Among the responses collected, approximately 10% of PNP programs that were surveyed were either closed, put on hold, or did not have new graduates within the past 3 years. In addition, more than 25% of active PNP programs did not fill all available vacancies for the class entering in 2012, and approximately 25% of NNP programs surveyed have closed in recent years.
“Despite evidence that demonstrates plans by employers to hire a greater number of PNPs in a variety of clinical venues including pediatric hospitals, primary care and subspecialty pediatric practices, the PNP pipeline has remained relatively stagnant,” the study authors concluded.
- Freed GL, Moran LM, Dunham KM, et al. Capacity of, and demand for, pediatric nurse practitioner educational programs: a missing piece of the workforce puzzle. J Prof Nurs. 2015 Jan 7. Epub ahead of print.
Health & Wellness
Neighborhood Resources Linked to Lower Risk for Diabetes
The risk for type 2 diabetes may be influenced by neighborhood environments.
Paul J. Christine, MPH, Department of Epidemiology, University of Michigan School of Public Health, Ann Arbor, and colleagues evaluated data from the Multi-Ethnic Study of Atherosclerosis—a population-based cohort study of adults (aged 45-84 years) from July 2000 to August 2002—and found that long-term exposure to residential environments with greater resources for physical activity was associated with a lower incidence of type 2 diabetes. The study, published online first in JAMA Internal Medicine, included 5124 participants, of which 616 (12%) developed type 2 diabetes during a median follow-up of 8.9 years.

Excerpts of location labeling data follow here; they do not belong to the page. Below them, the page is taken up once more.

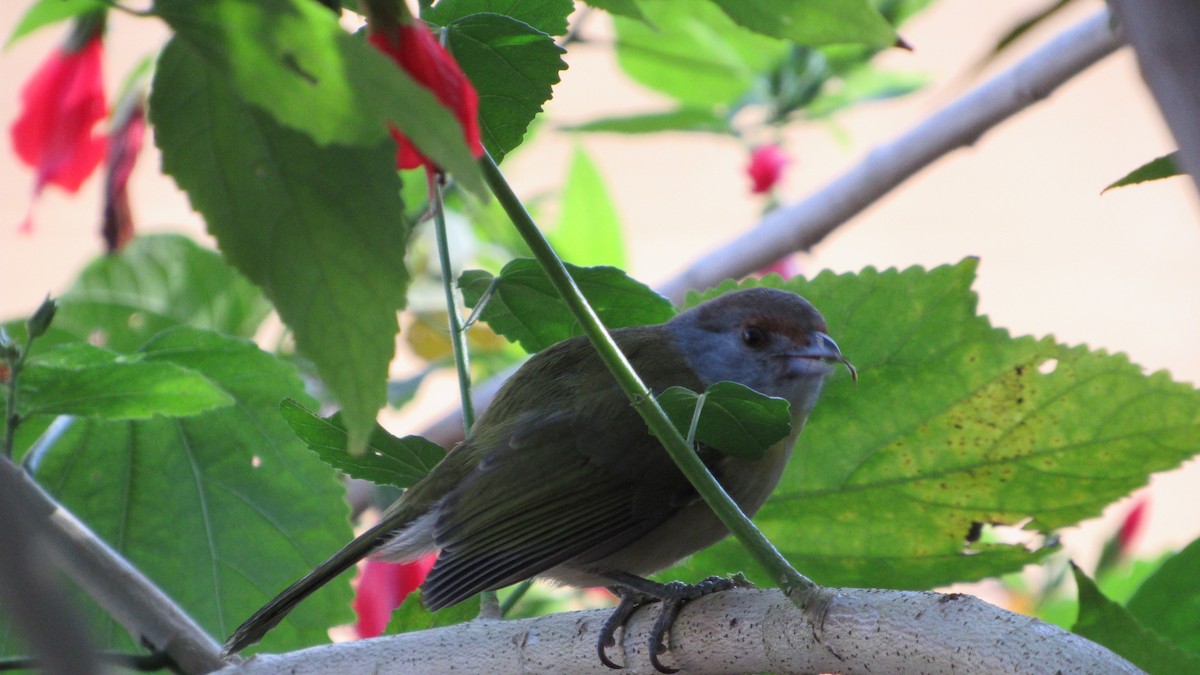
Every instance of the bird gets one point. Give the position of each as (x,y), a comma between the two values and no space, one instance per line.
(561,479)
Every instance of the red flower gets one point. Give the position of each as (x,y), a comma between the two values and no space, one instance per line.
(414,48)
(61,103)
(125,143)
(1132,526)
(382,587)
(766,167)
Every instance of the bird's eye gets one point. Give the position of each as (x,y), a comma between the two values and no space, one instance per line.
(754,336)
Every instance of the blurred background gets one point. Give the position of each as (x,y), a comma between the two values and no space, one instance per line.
(1116,272)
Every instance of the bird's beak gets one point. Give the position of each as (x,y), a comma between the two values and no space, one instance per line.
(822,348)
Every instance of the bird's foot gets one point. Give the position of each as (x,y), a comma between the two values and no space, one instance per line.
(634,592)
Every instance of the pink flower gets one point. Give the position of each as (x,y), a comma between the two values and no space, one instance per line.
(382,587)
(414,48)
(766,167)
(786,267)
(60,106)
(125,143)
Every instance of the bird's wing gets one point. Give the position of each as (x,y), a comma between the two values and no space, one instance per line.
(552,487)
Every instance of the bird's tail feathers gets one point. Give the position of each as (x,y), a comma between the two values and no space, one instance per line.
(269,616)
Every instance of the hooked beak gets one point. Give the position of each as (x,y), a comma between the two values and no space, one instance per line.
(822,348)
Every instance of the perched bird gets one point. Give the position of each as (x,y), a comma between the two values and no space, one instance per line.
(561,478)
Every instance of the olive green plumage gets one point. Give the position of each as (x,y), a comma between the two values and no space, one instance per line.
(562,479)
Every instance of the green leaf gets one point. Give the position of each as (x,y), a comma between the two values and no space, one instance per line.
(160,281)
(1169,601)
(693,52)
(46,12)
(525,306)
(388,460)
(513,66)
(222,509)
(813,22)
(547,16)
(319,228)
(118,390)
(1155,169)
(683,119)
(1108,623)
(733,418)
(292,59)
(953,422)
(588,231)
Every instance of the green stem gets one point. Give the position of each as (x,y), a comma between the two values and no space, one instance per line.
(16,359)
(457,335)
(641,398)
(489,603)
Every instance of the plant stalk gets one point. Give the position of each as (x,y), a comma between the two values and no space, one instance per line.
(641,398)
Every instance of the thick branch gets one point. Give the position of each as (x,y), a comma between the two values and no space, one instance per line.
(747,631)
(1165,34)
(129,596)
(960,124)
(803,225)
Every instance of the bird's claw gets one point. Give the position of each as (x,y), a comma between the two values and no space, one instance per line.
(629,603)
(672,596)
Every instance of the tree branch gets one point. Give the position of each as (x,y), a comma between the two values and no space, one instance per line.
(803,225)
(744,631)
(129,596)
(1165,34)
(960,124)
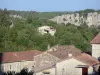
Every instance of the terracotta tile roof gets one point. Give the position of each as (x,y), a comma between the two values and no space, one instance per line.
(18,56)
(96,40)
(85,58)
(63,52)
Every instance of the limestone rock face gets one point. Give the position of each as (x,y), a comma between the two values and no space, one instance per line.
(77,19)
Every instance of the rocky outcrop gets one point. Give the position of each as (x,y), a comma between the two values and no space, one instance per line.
(47,29)
(79,19)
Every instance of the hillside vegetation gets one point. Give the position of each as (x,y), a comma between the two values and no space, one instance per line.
(24,35)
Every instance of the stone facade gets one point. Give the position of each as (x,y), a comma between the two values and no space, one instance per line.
(47,29)
(66,67)
(17,66)
(77,19)
(96,50)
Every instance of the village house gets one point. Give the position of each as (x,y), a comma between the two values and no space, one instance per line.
(96,47)
(63,60)
(16,61)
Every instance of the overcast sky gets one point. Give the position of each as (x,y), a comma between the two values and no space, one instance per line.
(50,5)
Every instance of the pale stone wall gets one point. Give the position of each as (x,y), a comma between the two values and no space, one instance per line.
(52,72)
(67,67)
(17,66)
(96,50)
(48,28)
(90,19)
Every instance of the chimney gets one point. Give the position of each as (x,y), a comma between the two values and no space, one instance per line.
(69,55)
(48,46)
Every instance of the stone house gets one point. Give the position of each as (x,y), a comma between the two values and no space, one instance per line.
(16,61)
(96,46)
(47,29)
(62,60)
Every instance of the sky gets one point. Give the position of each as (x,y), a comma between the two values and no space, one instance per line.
(50,5)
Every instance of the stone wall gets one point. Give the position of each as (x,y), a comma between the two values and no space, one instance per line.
(77,19)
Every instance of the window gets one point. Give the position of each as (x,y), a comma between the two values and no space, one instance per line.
(46,73)
(63,70)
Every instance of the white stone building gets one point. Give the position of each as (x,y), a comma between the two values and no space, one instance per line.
(47,29)
(77,19)
(96,47)
(16,61)
(63,60)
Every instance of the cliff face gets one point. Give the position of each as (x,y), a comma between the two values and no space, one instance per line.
(79,19)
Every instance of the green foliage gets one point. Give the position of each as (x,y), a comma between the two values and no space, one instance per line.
(24,35)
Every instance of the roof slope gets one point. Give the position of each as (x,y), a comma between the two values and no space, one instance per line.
(96,40)
(85,58)
(63,52)
(18,56)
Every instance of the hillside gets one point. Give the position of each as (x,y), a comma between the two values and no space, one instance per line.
(23,34)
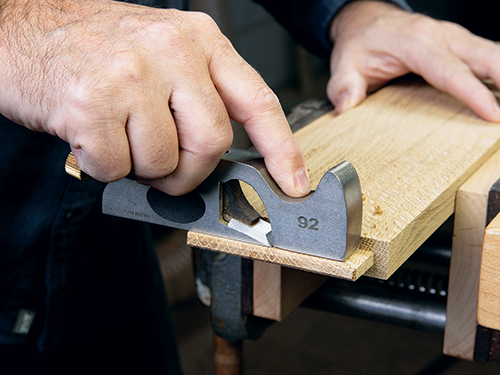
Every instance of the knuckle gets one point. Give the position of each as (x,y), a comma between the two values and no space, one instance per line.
(204,21)
(216,143)
(265,100)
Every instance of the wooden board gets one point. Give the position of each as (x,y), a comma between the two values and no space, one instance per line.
(488,313)
(470,220)
(412,147)
(351,269)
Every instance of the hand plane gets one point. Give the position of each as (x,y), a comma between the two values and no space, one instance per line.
(325,223)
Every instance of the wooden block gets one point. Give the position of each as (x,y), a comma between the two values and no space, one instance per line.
(488,313)
(280,290)
(351,269)
(470,220)
(413,147)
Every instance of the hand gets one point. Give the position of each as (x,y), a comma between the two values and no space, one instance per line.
(375,42)
(139,89)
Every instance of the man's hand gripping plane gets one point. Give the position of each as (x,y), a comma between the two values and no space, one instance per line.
(326,223)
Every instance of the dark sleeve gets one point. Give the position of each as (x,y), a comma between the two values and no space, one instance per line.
(308,21)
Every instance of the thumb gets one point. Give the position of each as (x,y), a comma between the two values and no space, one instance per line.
(346,88)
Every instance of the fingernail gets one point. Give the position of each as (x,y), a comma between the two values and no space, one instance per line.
(496,110)
(302,182)
(343,103)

Patients who had a greater cumulative exposure to indicators of neighborhood healthy foods and physical activity had a lower risk for diabetes (12% and 21%, respectively). Neighborhood social environment was not associated with the occurrence of type 2 diabetes.
- Christine PJ, Auchincloss AH, Bertoni AG, et al. Longitudinal associations between neighborhood physical and social environments and incident type 2 diabetes mellitus: the Multi-Ethnic Study of Atherosclerosis (MESA). JAMA Intern Med. 2015 Jun 29. Epub ahead of print.